A comprehensive two-dimensional, M-mode, and Doppler echocardiographic examination was performed initially to assess structural heart integrity and to evaluate cardiac morphometry and function. The cardiothoracic ratio was calculated as the ratio of the area of the heart to that of the thorax on two-dimensional images from an apical or basal four-chamber view [29]. The presence of pericardial effusion was evaluated at the midventricular level from a transverse four-chamber view and was considered present when it exceeded 2 mm. Ventricular base-to-apex lengths and basal diameters were measured on two-dimensional images from an apical or basal four-chamber view at end-diastole [30]. Left and right ventricular sphericity indices were calculated as base-to-apex length/basal diameter. Myocardial wall thicknesses (septum and left and right free wall) were measured on two-dimensional images from a transverse four-chamber view. Relative wall thickness was calculated as septal wall thickness plus posterior wall thickness divided by left ventricular end-diastolic diameter [31]. Left and right atrial areas were measured at maximum distension from a four-chamber view. Left and right ventricular ejection fraction (%) were obtained from M-mode transverse four-chamber views using the Teichholz‘s formula. Mitral/tricuspid annular displacement (MAPSE/TAPSE) was assessed by M-mode from an apical or basal four-chamber view [32]. Tissue Doppler Imaging was applied in the spectral Doppler mode to record systolic (S′) and early diastolic (E′) peak velocities at mitral (septal) and tricuspid annuli from an apical or basal four-chamber view and measured in real time [33]. Atrioventricular flows were obtained from a basal or apical four-chamber view, placing the pulsed Doppler sample volume at the tip of atrioventricular valve leaflets. Right and left E/A ratios were calculated by dividing early ventricular filling (E-wave) by late ventricular filling (A-wave). Left isovolumic and ejection times were measured from a single Doppler spectrum including mitral inflow and aortic outflow as previously described [34,35]. Left isovolumic contraction time was measured from the closure of the mitral valve to the opening of the aortic valve. Left ejection time was measured from the opening to the closure of the aortic valve. Left isovolumic relaxation time was measured from the closure of the aortic valve to the opening of the mitral valve [36].

Statistical analysis

Data are presented as mean (standard deviation), median (interquartile range), or number (percentage) as appropriate. Normal distribution of variables was checked using Kolmogorov–Smirnov test. Values of annular peak velocity measured by TDI were chosen to calculate sample size as a representative parameter of cardiac dysfunction previously described in fetuses [33,37]. On this basis, sample size was calculated to allow observation of a difference of 0.55 cm/s in systolic peak velocity (S′) at mitral (septal) valve compared with controls. For a power of 80% and an α risk of 0.05, a minimum of 40 patients per study group (HIV-infected pregnancies) and 80 per control group (HIV-uninfected pregnancies) were required. We included 42 and 84 fetuses, respectively.

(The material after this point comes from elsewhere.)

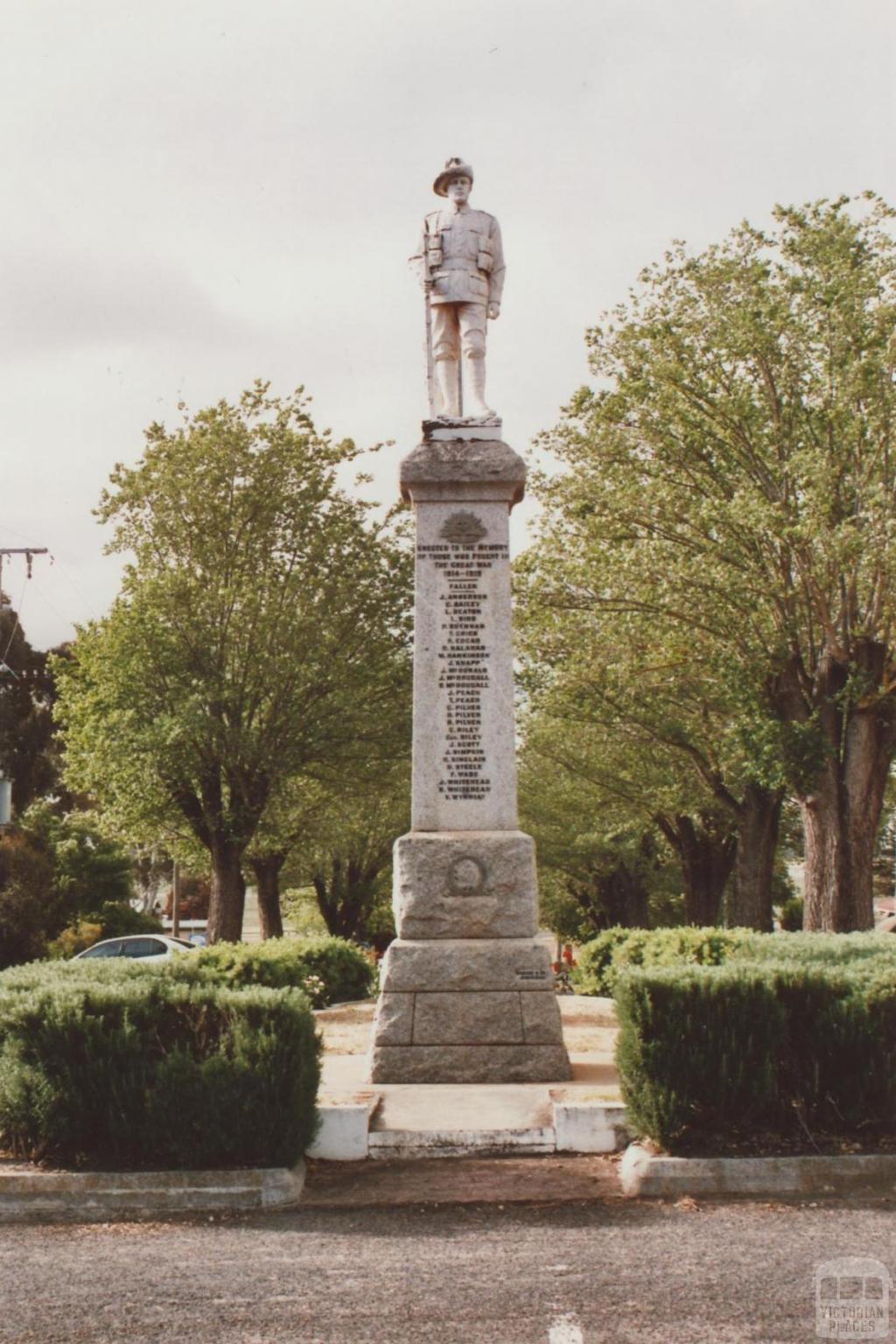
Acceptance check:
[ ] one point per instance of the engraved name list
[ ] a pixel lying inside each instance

Differences on baseline and perinatal characteristics between the study groups were assessed using χ-square, t-test, or Mann–Whitney as appropriate. Differences on cardiovascular parameters were assessed by using multivariate regression analysis adjusting by the potential baseline and perinatal confounders detected in the univariate analysis. To assess the potential factors associated with fetal cardiac changes, the exposed group was subdivided taking into account the most relevant cardiac findings selected from a principal component analysis (details in Supplementary material), and comparisons among these two groups were assessed by χ-square, t-test, or Mann–Whitney as appropriate. SPSS Statistics 19 (IBM, Armonk, New York, USA) was used for the statistical analysis. All reported P-values are two-sided. The level of significance was set at 0.05 for all the statistical tests.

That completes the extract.